General Mark Clark, commanding the Allied 5th Army in Italy, now faced a difficult situation. It had been impossible for the Cassino front to break through to join up with the Anzio beachhead as had been hoped. There was now a developing stalemate at Cassino and the Anzio beachhead looked increasingly like it was going to come under threat itself, rather than threatening the Germans in the rear.
As he set out for Anzio in a fast PT boat for the short trip up the coast, he was not aware that the Allied fleet was becoming rather nervous about the activities of German E boats, their fast motor boat. No message had been broadcast to the ships in the area of his imminent arrival:
The next morning, January 28, I went down to the mouth of the Volturno before dawn to embark by P.T. boat for Anzio.
… the situation at Anzio was becoming critical. The enemy air-raids and shelling had caused heavy damage, and there were rumours that German torpedo-boats were roaming along the coast to attack our shipping.
Everything went all right, however, until we were about seven miles south of Anzio, still travelling in semi-darkness. There the AM 120, a U.S. minesweeper, challenged us. Lieutenant Patterson, commander of our P.T., ordered green and yellow flares to be fired, and we flashed the designated signal on the blinker to identify ourselves as friendly.
Until that moment I had managed to get out of the wind by sitting on a stool beside the skipper, where the bridge of the boat gave me some protection. However, just before the AM I20 challenged us I got up and moved slightly to one side.

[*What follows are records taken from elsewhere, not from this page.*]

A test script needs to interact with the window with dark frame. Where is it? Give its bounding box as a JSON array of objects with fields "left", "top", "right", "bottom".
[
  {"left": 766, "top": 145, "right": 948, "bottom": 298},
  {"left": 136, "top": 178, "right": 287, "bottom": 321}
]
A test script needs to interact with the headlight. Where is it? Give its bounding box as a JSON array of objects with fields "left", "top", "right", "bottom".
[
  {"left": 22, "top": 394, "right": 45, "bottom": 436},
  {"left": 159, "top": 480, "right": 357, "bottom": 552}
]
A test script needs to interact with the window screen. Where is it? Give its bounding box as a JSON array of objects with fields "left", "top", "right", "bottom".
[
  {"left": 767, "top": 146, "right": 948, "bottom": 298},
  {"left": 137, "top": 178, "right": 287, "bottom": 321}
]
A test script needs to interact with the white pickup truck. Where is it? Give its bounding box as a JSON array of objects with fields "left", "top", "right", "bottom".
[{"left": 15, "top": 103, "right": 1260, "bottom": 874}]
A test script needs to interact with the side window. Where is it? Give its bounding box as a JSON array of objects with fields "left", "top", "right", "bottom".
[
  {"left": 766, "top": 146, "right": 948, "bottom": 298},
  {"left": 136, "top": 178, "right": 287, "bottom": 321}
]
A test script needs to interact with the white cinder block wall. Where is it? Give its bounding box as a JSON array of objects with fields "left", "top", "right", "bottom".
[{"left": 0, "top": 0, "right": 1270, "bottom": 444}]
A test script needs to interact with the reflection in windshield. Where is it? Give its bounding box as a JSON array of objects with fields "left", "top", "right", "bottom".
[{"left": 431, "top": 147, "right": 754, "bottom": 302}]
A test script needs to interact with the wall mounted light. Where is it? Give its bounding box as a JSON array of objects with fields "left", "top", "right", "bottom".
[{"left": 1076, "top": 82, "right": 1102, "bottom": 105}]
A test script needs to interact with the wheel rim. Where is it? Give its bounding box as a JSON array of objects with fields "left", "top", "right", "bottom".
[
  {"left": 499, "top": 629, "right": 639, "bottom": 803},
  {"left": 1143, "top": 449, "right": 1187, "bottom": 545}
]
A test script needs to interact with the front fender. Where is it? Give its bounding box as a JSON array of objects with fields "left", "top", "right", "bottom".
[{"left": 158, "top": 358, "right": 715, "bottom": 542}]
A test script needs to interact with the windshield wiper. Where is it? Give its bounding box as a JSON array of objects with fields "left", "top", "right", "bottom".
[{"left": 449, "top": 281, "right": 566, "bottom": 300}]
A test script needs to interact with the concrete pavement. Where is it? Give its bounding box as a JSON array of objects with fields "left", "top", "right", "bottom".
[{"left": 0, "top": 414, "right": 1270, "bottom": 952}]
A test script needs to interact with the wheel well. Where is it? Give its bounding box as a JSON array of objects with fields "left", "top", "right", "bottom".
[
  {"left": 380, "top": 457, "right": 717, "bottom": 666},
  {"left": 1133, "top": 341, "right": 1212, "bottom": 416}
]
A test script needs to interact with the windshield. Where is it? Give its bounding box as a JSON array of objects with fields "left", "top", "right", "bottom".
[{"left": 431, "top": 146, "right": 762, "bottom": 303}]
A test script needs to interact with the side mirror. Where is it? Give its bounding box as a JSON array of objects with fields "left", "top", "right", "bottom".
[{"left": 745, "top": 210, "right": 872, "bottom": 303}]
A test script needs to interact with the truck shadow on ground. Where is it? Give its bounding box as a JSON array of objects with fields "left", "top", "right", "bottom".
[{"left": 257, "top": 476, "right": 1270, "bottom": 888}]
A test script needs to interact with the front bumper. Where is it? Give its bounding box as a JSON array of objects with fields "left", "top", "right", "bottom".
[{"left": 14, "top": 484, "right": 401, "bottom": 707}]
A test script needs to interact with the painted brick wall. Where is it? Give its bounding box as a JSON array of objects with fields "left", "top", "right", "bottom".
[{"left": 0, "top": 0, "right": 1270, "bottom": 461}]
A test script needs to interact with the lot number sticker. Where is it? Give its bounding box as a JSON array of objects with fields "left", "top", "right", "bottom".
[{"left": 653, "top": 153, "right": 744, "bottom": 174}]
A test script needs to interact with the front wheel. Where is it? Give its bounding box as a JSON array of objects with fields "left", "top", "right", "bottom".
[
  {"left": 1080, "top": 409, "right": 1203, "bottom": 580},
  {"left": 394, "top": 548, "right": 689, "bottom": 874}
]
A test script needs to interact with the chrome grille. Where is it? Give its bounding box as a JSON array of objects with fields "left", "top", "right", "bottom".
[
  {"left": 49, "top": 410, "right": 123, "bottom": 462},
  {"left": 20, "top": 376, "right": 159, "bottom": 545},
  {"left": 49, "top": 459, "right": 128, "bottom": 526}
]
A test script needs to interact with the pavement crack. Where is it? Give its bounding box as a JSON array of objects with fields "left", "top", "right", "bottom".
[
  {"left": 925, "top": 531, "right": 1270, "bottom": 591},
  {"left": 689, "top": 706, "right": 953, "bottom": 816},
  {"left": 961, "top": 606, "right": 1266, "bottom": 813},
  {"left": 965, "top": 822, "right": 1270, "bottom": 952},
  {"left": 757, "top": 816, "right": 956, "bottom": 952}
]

The captain of the minesweeper apparently misread our signal, or perhaps it was just that everybody along the coast that dark and windy morning was trigger-happy.
Anyhow, the minesweeper fired on us, cutting loose with 40-mm. and five-inch shells. Their marksmanship, unfortunately, was pretty good. A number of shells struck our P.T. boat, and the second one went right through the stool on which I had been sitting.
The skipper was wounded in both legs and fell to the deck. I heard a shell explode below-decks. There was confusion throughout the boat, and several men were knocked from their feet, two of them fatally wounded.
I picked up a Very pistol which some one had dropped, and again fired the correct signal to identify ourselves as friendly, but the firing from the minesweeper continued. I fired it again, with no result. By that time I had had a chance to look round. I saw that all three naval officers on the boat and two naval ratings were casualties. There was no one at the wheel, but Ensign Benson got to his feet, despite leg-wounds, and swung the boat round.
I knelt down by the skipper, who couldn’t get up from the deck, and said, “What do we do?” “I don’t know,” he answered. “Well, let’s run for it,” I said. Then I held him up so that he could see what was happening and direct the movements of the boat. We ran for it, with shells still spattering around. So did the other P.T. boat accompanying us, although it escaped damage.
By the time we were clear our deck seemed to be littered with casualties and running with blood. One of the figures that had been knocked to the deck turned out to be Gervasi [Frank Gervasi, a war correspondent], who was groggy and soaked with blood down the front of his uniform. I began helping him get his jacket unbuttoned; we had to dig clear down to his bare skin before either one of us realized that he wasn’t wounded, but merely covered with somebody else’s blood.